Per Part 1 of our review of F622, there is a heavy emphasis on documentation throughout the regulatory requirements. A facility must be able to demonstrate that one of the situations discussed in the previous post is applicable for it to initiate a transfer or discharge, including having the required physician documentation in place. As a reminder, the resident’s physician must document the basis for the resident’s transfer or discharge. In emergent circumstances, a physician who is not necessarily the attending physician may provide this documentation.
In addition to all the information that should be included in the resident record, there are also specific requirements for the information that must be conveyed to the receiving provider, whether it is a hospital or a different level of care. We discussed this information in general in our recent Ftag of the Week post for F843 Transfer Agreement, but let’s take a more in-depth look at what is required.
What Needs to be Provided to the Receiving Provider
The information that needs to be provided when a resident is being transferred and expected to return to the facility or is being discharged from the facility, where he/she would not be expected to return, would differ, but there is a long list of information that needs to be provided when a resident is being transferred. This includes:
- Contact information for the resident’s attending physician while at the facility.
- Contact and other information for the resident representative
- Advance Directives
- Comprehensive care plan goals
- Any special instructions and/or precautions in place, including, but not limited to:
- Treatments
- Devices
- Precautions
- Risk for issues such as falls, pressure injury, aspiration precautions, bleeding and/or elopement.
- All other information that could be needed to meet the resident’s needs, including:
- Resident’s baseline status
- Resident’s current mental, behavioral and functional status
- Diagnoses
- Allergies, if any
- Medication list, including time of last administration.
- Most recent, relevant labs/ testing/ immunizations
- Recent vital signs
- Reason for transfer
- Any additional information that has been defined in the transfer agreement with the receiving acute care provider.
If a resident is being discharged, the facility is responsible for providing all of the above-mentioned information as well as all of the information that is required as part of the resident’s discharge summary (F661). Providers can provide this information in whatever format they choose so long as all of the necessary information is included. Don’t forget that the IG states that this information should be provided as close as possible to the time of transfer or discharge. Facilities are frequently cited for not providing this important information in a timely manner to the receiving setting. Don’t forget – it is also the responsibility of the facility to provide orientation to the resident for transfer and discharge, per the requirements for F624.
Emergency Transfers to Acute Care
If a resident is sent to the hospital for an emergency, this is considered a facility-initiated discharge because the resident is usually expected to return. Any resident who is sent to the emergency room must be permitted to return to the facility unless the resident has met one of the criteria in this regulation that allows the facility to initiate a discharge. If this occurs, the facility must have evidence that the resident’s status is not based on his/her condition at the time of the emergency transfer. This is reiterated throughout the regulation, so it is essential to have a sound system in place where appropriate information and documentation is available to justify a facility-initiated discharge under one of the permissible situations.
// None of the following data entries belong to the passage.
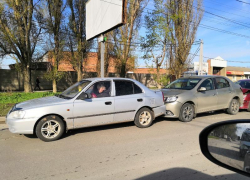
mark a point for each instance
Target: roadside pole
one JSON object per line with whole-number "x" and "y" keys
{"x": 201, "y": 59}
{"x": 102, "y": 41}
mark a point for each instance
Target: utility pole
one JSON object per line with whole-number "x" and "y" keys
{"x": 201, "y": 59}
{"x": 102, "y": 41}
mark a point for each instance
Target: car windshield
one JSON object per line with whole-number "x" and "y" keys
{"x": 185, "y": 84}
{"x": 73, "y": 90}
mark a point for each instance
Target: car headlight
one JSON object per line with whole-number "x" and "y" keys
{"x": 171, "y": 99}
{"x": 17, "y": 114}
Resident Appeal of Transfer/ Discharge
Facilities may not transfer or discharge residents who have appeals pending for a transfer or discharge unless failing to transfer or discharge the resident would endanger the health or safety of the resident or others who are in the facility. The facility is responsible for documenting the danger that necessitates the transfer or discharge. Other things to be aware of:
- If a resident’s initial Medicaid application is denied but appealed, then the resident is not considered to be in non-payment status, so facility-initiated discharge would not be permissible here.
- If the resident/representative appeals a discharge while the resident is in the hospital, the facility must allow the resident to return pending the appeal, unless there is evidence that the facility is unable to meet the resident’s needs or if the resident returned, it would jeopardize the health or safety of the resident or others in the facility.
On Survey

On survey, the surveyors will use the Hospitalization Critical Element Pathway or the Discharge Critical Element Pathway to determine a provider’s compliance with transfer or discharge requirements.
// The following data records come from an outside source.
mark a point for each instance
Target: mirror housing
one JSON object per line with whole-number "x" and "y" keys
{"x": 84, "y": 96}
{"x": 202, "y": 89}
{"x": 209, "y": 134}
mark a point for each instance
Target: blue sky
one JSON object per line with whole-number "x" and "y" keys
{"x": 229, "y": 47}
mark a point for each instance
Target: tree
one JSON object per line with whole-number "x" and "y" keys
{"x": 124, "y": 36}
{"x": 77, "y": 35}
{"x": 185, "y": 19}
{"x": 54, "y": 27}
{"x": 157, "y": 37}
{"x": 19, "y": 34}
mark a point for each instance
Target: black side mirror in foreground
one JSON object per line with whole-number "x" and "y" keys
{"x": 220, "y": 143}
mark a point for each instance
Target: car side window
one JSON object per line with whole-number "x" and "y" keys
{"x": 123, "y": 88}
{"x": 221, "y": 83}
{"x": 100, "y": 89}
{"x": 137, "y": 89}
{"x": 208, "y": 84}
Issues surrounding transfer, and more frequently, discharges, are frequent areas of complaint, and this can also very easily lead to a substantiated finding. Additionally, the Office of the Inspector General is reviewing facility-initiated discharges and will be issuing two separate reports in the near future. Issues with facility-initiated discharges have often been a stated concern for State Long-Term Care Ombudsman programs, and State Agencies are moving towards less COVID-19-focused work, which means closing the gap on the backlog of complaints and overdue recertification surveys. When coupled with the OIG focus, it makes sense for providers to review their systems surrounding transfer and discharge.